This book, written back in the early 50's, is the tale of HMS Unbroken under Alastair Mars, her captain for a tour in the Med during 1942, the "hinge of fate" in the second world war. It starts out with his travel to Gibraltar, landing Commandoes into Vichy France, and then proceeding to the Malta station during the height of the Siege.
From there, HMS Unbroken goes out on a number of patrols - shelling a railway line or two to disrupt the flow of supplies to Rommel in the Western Desert, sinking a merchantman or two, and damaging couple of Italian heavy cruisers so badly they took no further part in the war. There are also another few occasions where Unbroken is dropping special forces ashore: and the heartbreak of a failed insertion is all too real when things go wrong.
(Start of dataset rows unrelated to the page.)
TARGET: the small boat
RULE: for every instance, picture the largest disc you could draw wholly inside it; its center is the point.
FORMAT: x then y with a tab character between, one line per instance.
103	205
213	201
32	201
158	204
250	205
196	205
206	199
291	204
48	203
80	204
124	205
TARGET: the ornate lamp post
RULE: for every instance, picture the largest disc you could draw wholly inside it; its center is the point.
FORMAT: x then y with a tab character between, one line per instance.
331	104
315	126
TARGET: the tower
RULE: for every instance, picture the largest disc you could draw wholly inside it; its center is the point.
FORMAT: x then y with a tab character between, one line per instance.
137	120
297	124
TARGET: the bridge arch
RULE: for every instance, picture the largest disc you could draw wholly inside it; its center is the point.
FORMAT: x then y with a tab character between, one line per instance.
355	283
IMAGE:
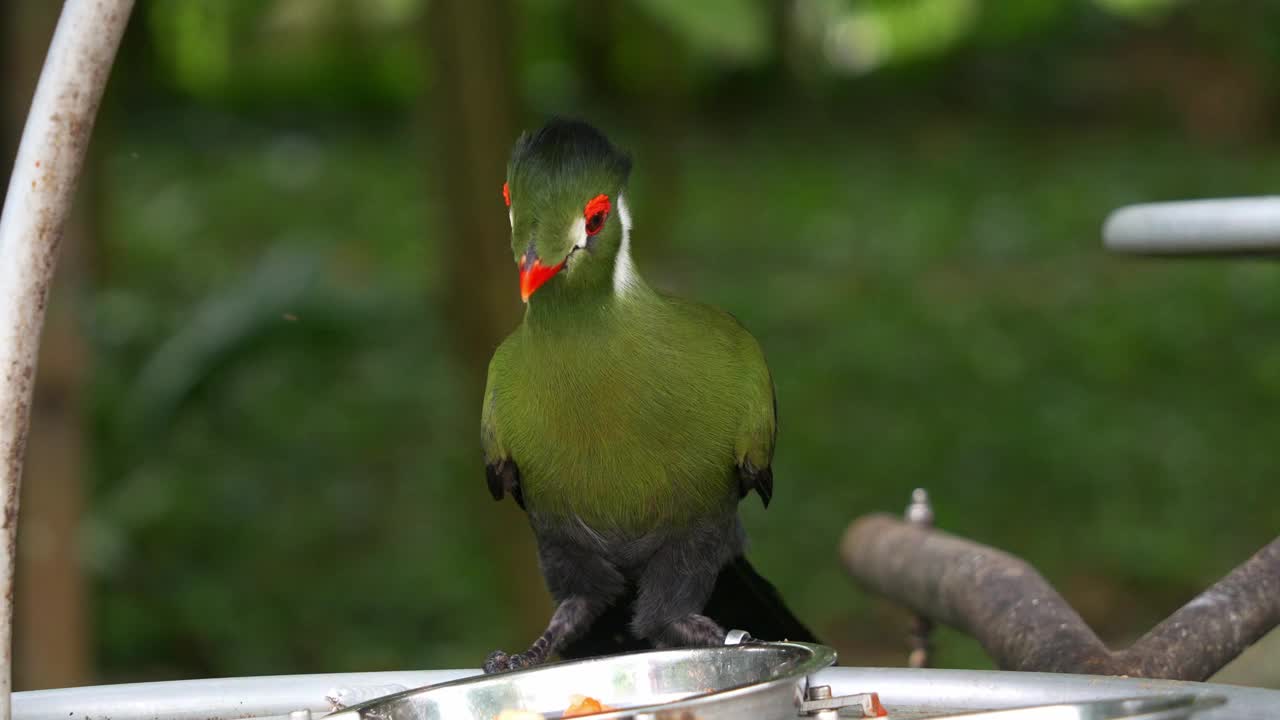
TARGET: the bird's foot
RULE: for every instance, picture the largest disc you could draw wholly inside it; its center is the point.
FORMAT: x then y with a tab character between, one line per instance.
499	661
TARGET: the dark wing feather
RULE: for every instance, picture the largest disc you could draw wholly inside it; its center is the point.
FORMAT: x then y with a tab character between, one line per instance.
503	477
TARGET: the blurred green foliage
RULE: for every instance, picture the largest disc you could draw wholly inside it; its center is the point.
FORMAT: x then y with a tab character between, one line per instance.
905	213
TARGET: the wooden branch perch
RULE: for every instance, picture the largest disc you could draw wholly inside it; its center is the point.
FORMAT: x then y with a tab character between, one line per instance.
1024	624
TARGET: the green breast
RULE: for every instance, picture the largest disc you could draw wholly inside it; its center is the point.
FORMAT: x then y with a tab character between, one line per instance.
627	424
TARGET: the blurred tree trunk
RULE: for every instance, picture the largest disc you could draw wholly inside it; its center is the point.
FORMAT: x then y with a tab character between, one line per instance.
657	92
50	613
476	113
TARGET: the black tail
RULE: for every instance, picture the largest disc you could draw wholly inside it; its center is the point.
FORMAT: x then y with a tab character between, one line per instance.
745	601
741	601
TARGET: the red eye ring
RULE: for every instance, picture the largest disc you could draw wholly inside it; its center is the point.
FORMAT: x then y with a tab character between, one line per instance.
597	212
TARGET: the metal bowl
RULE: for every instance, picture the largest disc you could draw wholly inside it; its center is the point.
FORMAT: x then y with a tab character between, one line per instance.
760	680
1166	707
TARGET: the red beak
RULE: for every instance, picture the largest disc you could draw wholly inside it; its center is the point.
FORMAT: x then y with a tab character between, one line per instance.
533	276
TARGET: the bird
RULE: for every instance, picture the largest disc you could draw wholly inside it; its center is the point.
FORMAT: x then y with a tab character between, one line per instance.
627	423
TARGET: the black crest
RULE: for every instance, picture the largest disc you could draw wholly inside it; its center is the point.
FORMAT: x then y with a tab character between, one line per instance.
566	145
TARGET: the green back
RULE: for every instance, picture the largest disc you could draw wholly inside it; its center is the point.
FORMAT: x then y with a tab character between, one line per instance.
622	408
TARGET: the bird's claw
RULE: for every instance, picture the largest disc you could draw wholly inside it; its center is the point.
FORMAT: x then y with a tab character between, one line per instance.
499	661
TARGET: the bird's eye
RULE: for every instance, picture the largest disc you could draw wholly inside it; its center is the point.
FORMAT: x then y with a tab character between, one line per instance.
595	213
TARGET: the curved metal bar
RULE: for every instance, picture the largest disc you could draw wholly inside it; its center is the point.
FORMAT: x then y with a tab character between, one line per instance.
1233	226
40	195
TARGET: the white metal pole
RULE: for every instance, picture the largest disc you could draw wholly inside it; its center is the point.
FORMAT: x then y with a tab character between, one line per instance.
31	228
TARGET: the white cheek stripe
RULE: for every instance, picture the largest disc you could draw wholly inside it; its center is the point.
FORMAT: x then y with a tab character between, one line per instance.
624	270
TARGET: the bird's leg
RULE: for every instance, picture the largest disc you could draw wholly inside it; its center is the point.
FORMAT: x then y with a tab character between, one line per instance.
673	588
583	584
571	619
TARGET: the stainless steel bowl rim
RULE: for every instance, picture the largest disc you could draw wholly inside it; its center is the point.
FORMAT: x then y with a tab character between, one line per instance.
818	657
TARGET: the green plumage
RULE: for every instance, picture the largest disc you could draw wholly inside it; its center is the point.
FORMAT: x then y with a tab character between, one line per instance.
627	423
632	414
622	408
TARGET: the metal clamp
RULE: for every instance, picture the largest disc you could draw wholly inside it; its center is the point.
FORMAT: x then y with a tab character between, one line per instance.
823	706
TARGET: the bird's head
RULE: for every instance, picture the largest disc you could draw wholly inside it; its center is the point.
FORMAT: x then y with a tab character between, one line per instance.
568	218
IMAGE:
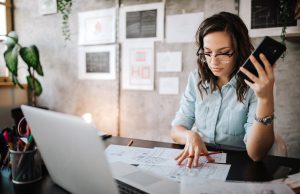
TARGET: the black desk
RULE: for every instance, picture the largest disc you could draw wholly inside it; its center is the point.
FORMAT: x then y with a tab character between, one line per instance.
242	169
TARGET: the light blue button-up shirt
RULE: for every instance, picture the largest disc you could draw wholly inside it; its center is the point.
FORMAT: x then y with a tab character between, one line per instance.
219	117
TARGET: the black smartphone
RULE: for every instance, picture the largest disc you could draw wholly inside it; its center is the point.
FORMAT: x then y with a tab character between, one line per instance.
271	48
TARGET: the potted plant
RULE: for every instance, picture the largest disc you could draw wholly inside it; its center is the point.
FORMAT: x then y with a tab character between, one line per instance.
30	56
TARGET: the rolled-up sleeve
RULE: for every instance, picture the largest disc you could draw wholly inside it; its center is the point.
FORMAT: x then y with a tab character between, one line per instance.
185	116
251	115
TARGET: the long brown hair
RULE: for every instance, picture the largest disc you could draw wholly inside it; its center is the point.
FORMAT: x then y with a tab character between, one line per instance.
231	23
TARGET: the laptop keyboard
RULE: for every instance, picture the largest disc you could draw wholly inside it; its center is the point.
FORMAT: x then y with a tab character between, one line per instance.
128	189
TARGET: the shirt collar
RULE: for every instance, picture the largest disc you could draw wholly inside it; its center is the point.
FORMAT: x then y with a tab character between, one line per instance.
232	83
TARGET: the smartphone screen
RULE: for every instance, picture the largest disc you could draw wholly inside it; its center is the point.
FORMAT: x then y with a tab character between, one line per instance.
271	48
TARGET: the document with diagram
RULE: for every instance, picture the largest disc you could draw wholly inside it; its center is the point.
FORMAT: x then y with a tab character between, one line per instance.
161	162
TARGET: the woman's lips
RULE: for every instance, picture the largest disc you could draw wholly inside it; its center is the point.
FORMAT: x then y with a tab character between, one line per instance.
217	69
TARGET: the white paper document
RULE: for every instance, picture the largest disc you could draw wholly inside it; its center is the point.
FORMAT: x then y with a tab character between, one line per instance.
127	154
196	185
176	172
169	62
161	162
172	153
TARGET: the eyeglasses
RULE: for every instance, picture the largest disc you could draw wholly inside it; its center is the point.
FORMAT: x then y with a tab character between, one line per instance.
221	57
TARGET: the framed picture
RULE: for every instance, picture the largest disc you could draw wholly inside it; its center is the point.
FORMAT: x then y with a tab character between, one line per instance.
47	7
262	17
97	62
138	65
144	21
97	27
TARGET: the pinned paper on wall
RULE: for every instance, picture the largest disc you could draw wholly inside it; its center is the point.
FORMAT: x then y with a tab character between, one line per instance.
138	66
169	85
97	27
169	62
47	7
144	21
188	23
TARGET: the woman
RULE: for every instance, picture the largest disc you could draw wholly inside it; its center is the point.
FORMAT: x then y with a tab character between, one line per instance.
227	111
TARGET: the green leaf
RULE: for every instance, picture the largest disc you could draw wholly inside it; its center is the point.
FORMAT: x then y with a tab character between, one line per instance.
31	56
39	70
11	59
35	85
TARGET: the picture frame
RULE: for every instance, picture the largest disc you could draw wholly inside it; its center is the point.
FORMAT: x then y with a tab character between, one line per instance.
132	22
245	9
138	65
97	27
97	62
47	7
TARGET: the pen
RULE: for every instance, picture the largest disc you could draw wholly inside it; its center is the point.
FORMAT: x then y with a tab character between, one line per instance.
130	143
26	147
210	153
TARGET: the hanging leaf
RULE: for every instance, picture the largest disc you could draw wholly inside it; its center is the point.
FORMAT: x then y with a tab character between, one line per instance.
31	56
39	70
35	85
11	59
Unbroken is a little 600-ton submarine with a crew of 30-odd men, originally built as a training boat: tiny and fragile by today's standards, and small even by the standards of the 1940's. It is with dark humour we learn that after a heavy depth charging from which she was lucky to survive it is quipped that her name should be changed to "badly bent" or words to that effect.
All up, this is a compelling little read, which takes you under the sea on a series of WWII patrols in a close little boat. You feel every rivet popping, every leak, and the wait for a torpedo to hit its far-off target. There is little of the big picture here, but as a personal memoir of submarine warfare this is one of the best.